Eso hicimos. Subimos al scriptorium y de allí al laberinto, donde no tardamos en llegar al torreón meridional. En dos ocasiones tuve que frenar la carrera porque el viento que aquella noche entraba por las hendiduras de la pared producía unas corrientes que, al meterse por aquellos vericuetos, recorrían gimiendo las habitaciones, soplaban entre los folios desparramados sobre las mesas, y me obligaban a proteger la llama con la mano.

Pronto llegamos a la habitación del espejo, ya preparados para el juego de deformaciones que nos esperaba. Alzamos las lámparas e iluminamos los versículos que había sobre el marco: super thronos viginti quatuor… Ahora el secreto ya estaba aclarado: la palabra quatuor tiene siete letras, había que actuar sobre la q y sobre la r. Excitado, pensé en hacerlo yo: me apresuré a dejar la lámpara en la mesa del centro de la habitación, pero con tal nerviosismo que la llama fue a lamer la encuadernación de uno de los libros que había sobre ella.

—¡Ten cuidado, tonto! —gritó Guillermo, y de un soplo apagó la llama—. ¿Quieres incendiar la biblioteca?

Pedí disculpas y traté de encender otra vez la lámpara.

—No importa —dijo Guillermo—, la mía es suficiente. Cógela e ilumíname, porque la inscripción está demasiado arriba y tú no llegarías. Apresurémonos.

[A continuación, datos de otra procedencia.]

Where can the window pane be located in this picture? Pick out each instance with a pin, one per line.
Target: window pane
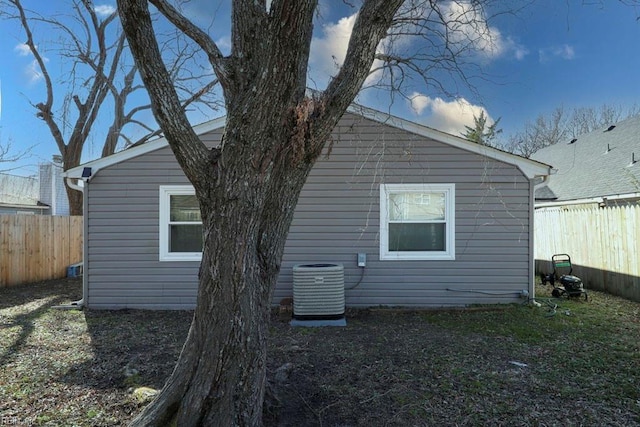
(417, 206)
(185, 238)
(417, 237)
(184, 208)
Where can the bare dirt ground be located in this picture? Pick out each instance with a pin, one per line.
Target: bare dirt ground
(575, 364)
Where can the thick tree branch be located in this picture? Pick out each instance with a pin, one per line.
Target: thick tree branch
(371, 26)
(197, 35)
(190, 152)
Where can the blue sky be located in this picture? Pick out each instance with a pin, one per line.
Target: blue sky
(553, 53)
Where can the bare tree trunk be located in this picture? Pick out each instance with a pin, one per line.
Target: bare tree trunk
(247, 189)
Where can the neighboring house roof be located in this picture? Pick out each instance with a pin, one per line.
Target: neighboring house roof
(19, 191)
(601, 164)
(530, 168)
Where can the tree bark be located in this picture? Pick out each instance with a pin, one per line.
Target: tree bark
(247, 188)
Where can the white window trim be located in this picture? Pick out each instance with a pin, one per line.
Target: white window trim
(163, 241)
(450, 196)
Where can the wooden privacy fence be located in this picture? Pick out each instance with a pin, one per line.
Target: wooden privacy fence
(604, 245)
(38, 247)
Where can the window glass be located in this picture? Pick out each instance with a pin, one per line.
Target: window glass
(417, 237)
(417, 221)
(416, 206)
(180, 224)
(185, 238)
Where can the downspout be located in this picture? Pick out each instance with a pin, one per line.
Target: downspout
(70, 182)
(532, 258)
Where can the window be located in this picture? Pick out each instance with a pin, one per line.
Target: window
(417, 221)
(180, 224)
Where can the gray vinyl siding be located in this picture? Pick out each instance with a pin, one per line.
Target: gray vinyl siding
(122, 264)
(337, 216)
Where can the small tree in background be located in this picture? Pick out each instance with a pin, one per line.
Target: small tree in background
(248, 187)
(480, 133)
(561, 125)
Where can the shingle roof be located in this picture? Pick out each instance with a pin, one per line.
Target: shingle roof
(597, 164)
(529, 167)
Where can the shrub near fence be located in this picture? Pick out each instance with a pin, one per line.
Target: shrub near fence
(38, 247)
(604, 245)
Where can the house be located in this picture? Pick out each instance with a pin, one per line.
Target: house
(41, 195)
(601, 167)
(443, 221)
(588, 207)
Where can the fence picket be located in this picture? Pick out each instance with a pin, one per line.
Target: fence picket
(34, 248)
(604, 245)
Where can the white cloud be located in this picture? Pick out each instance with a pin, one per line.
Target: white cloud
(31, 71)
(328, 52)
(22, 49)
(104, 9)
(467, 25)
(563, 51)
(447, 116)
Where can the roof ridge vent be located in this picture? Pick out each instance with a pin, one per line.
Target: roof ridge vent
(633, 160)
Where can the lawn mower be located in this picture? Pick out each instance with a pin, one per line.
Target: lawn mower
(569, 285)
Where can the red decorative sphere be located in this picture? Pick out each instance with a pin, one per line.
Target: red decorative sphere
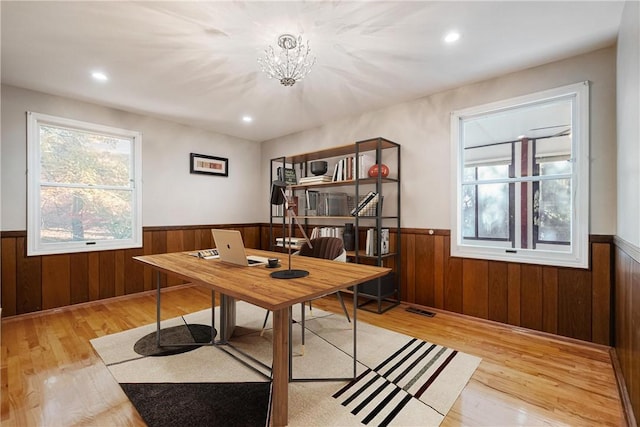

—¿Y si dentro hubiese alguien armado? —pregunté, mientras Guillermo, casi a tientas, buscaba las letras fatídicas, alzándose en las puntas de los pies, alto como era, para tocar el versículo apocalíptico.

—Ilumina, por el demonio, y no temas, ¡Dios está con nosotros! —me respondió no con mucha coherencia.

Sus dedos estaban tocando la q de quatuor, y yo, que me encontraba unos pasos más atrás, veía mejor que él lo que estaba haciendo. Como ya he dicho, las letras de los versículos parecían talladas o grabadas en la pared: era evidente que las de la palabra quatuor estaban hechas con perfiles de metal, detrás de los cuales estaba encajado y empotrado un mecanismo prodigioso. Porque cuando tiró de la q, se oyó un golpe seco, y lo mismo sucedió cuando tiró de la r. Se sacudió todo el marco del espejo y la placa de vidrio saltó hacia adentro. El espejo era una puerta, cuyos goznes estaban a la izquierda. Guillermo metió la mano en la abertura que había quedado entre el borde derecho y la pared, y tiró hacia sí. Chirriando, la puerta se abrió hacia nosotros. Guillermo entró por la abertura, y yo me deslicé tras él, alzando la lámpara por encima de mi cabeza.

Dos horas después de completas, al final del sexto día, en mitad de la noche en que se iniciaba el séptimo día, habíamos penetrado en el finis Africae.